I exited the prison’s driveway, drove down the road and pulled into the gas station at the country store. As I got out of my car to walk around to the pump, an old ’70s Chevy pickup pulled in right behind me. A gray-bearded man in a John Deere ball cap motioned for me to come over to his truck.

“Ma’am,” he said in a southern drawl, “What’s your license plate mean?”

“It’s a Bible verse, Sir. It’s a verse that means a lot to me. It’s Romans 8:28,” I said to him.

“Oh?” he asked inquisitively.

“Yes, Sir. It’s a verse which tells me that no matter what my problems, no matter what my troubles and no matter what my challenges are, God is going to work them for good because I love Him.”

“Is that what it says?” he slowly pressed with more curiosity.

“Not with those exact words, Sir, but that is a sense of what it means,” I shared with him.

He nodded his head at me, and said, “Ma’am, you have a wonderful day. Thank you for telling me that.”

He smiled at me, gave me a wave and pulled his rusty ol’ pickup truck into a parking spot. I moved toward the pump to insert my credit card to pre-pay for the gas, but I saw him get out of his truck, look my way and give me a glance under the brim of his cap.


“What did that guy want?” my son asked from the passenger’s window while I put the nozzle into the tank.

“He wanted to know what my license plate means,” I told him.

With an eye roll, my son said, “And I’m sure you told him.”

“As a matter of fact, I did.” I said to my son. “I didn’t initiate the conversation; he did, but I did take a moment to explain it.”

“I’m sure you did, Mom …”


When I got back into the car, my son just looked at me with an “are you serious?” kind of face. We’re in a phase — and at a point in his life — where faith-based decisions and choices keep coming up.
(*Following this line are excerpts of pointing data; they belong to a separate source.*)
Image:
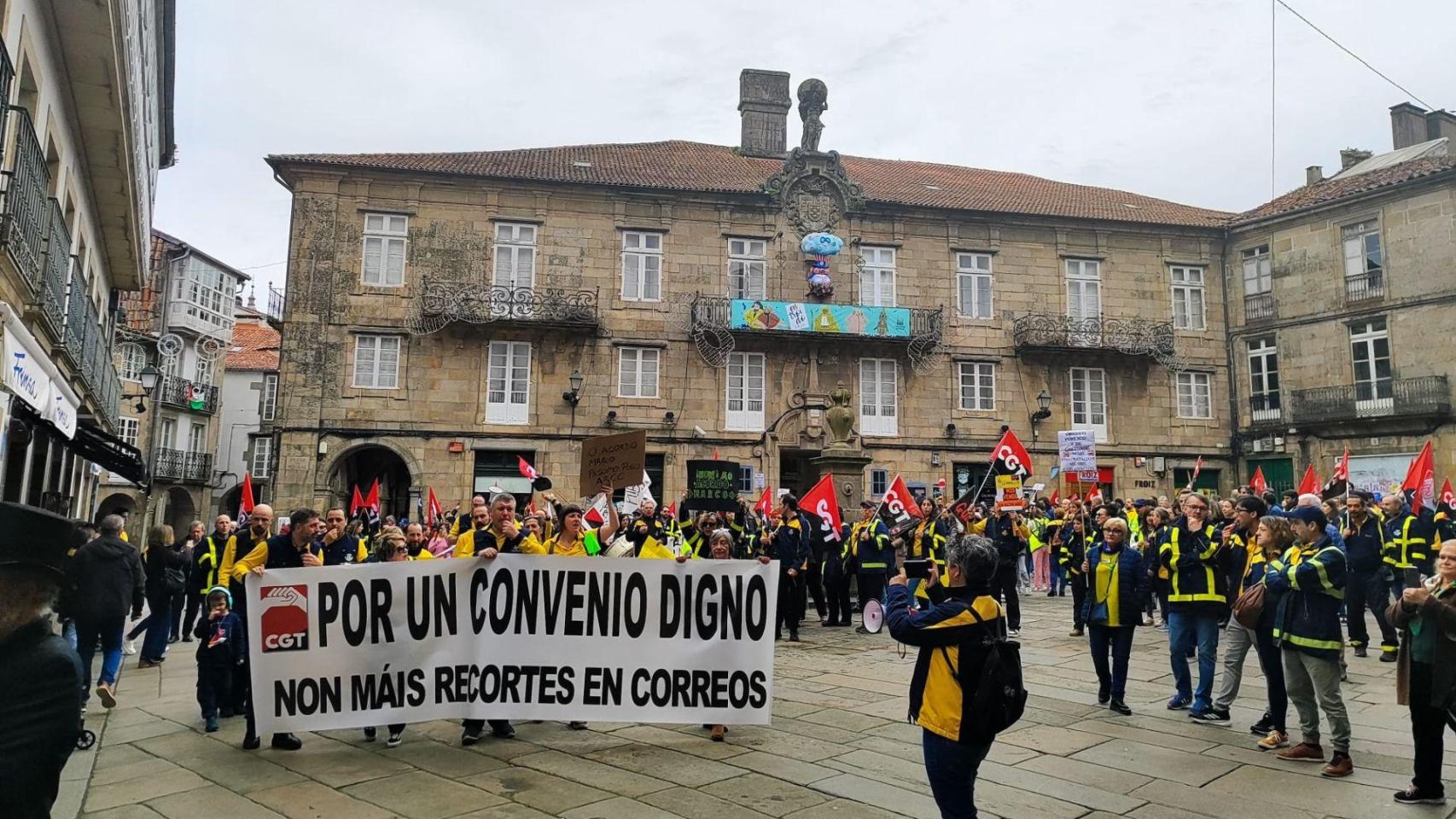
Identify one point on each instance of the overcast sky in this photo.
(1167, 99)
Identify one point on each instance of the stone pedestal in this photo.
(847, 468)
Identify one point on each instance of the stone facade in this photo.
(1315, 309)
(435, 422)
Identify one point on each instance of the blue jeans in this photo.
(1115, 641)
(951, 769)
(159, 627)
(1184, 630)
(109, 631)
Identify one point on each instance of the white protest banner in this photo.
(513, 637)
(1076, 450)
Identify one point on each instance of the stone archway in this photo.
(361, 464)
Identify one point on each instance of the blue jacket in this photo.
(1312, 581)
(1132, 585)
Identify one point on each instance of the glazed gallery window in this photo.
(977, 386)
(1089, 400)
(877, 276)
(878, 414)
(385, 249)
(515, 255)
(1188, 305)
(509, 383)
(973, 276)
(637, 373)
(746, 268)
(376, 363)
(744, 392)
(641, 266)
(1194, 394)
He’s struggling just a bit to submit to them with a cheerful heart, and he rolls his eyes at me quite often when I look at him and want to launch into one of my “there’s a lesson in that …” discussions.


“You know …” I started. “You know … maybe he needed to hear that today. Maybe he’s looking for some of the hope in that verse. Maybe I was supposed to stop here at the same time he was pulling in. We will never know … just maybe, Son.”

“Ok, Mom … whatever you say …”


Was I there to answer an old man’s question and give him some hope? Or was that old man there to ask me a question that would remind me of His hope?

Was I put there in that moment? Or was the old man put there? Or were both of us put there for different reasons and for different conclusions over the same conversation?

Was I in the right place at the right time to show my son how faith boldly intersects in every aspect of our lives? Or was he in that passenger’s seat in that moment to witness how, in fact, it does?

Was I there in that moment to get my thoughts away from my broken heart? Was I there in that moment to hear my own words and to really HEAR His words in the process? Was he an old man in a truck, or was he someone else?

We can never know how all of the incidences in our lives are woven together, but Romans 8:28 serves as a regular reminder to me of the things I do see and do experience.

Life has been a challenge over the last four years, but through it all, my hope is only growing in His ability to work ALL of it for good — my good, my son’s good, my family’s good, the good of others — and ALL of it for His glory. I do struggle in the moments and in the circumstances, but the precious chances where I find myself outside of the moments and circumstances and in the midst of how Romans 8:28 is being made reality are true blessings.


Dear gray-bearded man in the old, red Chevy … thank you for stopping to ask me about my license plate. I didn’t just tell you about Romans 8:28 in that moment, I experienced the beauty, the possibilities, and the reality of one of many ways it is being fulfilled. I found HOPE in your question.